Is the coronavirus becoming more contagious, as a new, unpublished study suggests?
Don’t hit the panic button.
The science is complicated, but the evidence does not support that conclusion, according to prominent infectious-disease experts who were not involved with the research.
The study analyzed various mutations that have arisen in the virus since it emerged late last year, identifying one that has now become dominant throughout the world. That mutation, the authors concluded, may have allowed the virus to spread more readily.

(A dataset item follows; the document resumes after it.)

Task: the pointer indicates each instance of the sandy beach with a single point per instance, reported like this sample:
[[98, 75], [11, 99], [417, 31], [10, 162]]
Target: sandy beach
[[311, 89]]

Yet by itself, the emergence of a widespread mutation does not necessarily mean much.
Viruses mutate all the time. Some mutations may cause a virus to infect more people, or perhaps cause more serious disease. Other mutations may cause it to die out faster. Many mutations will have no measurable impact.
If a particular strain of a virus becomes more dominant, that does not necessarily mean it is better at spreading. It may simply be more lucky.
One researcher who urged caution was William Hanage, a Harvard University associate professor of public health. A certain strain can become dominant because the person infected with it was at a large gathering where he or she could pass it on to lots of others — a phenomenon called a “founder effect."
”We need to distinguish between selection, in which a variant becomes more common because it leaves more descendants, and founder effects, in which a variant becomes more common because it was fortunate rolling the dice," Hanage wrote on Twitter.
He called the study’s conclusions “suspect, to say the least.”
He warned that the study was a “preprint,” meaning it had not been formally reviewed for publication in a scientific journal. Such types of preliminary results have been shared online for years, typically garnering little attention beyond the scientific community.
But amid the thirst for answers to the global pandemic, preprints concerning the coronavirus increasingly have been seized upon by policymakers and the general public, often at the expense of true understanding.
No one is faulting the details of the careful genetic analysis in the study by authors at Los Alamos National Laboratory, Duke University, and the University of Sheffield. Their conclusion is what has drawn pushback.
The mutation in question was identified on the spike protein — the now-familiar little knobs found on the surface of each coronavirus particle. The virus uses this spike to latch onto cells in the airways, and it did this very well from the outset regardless of any mutations that have arisen.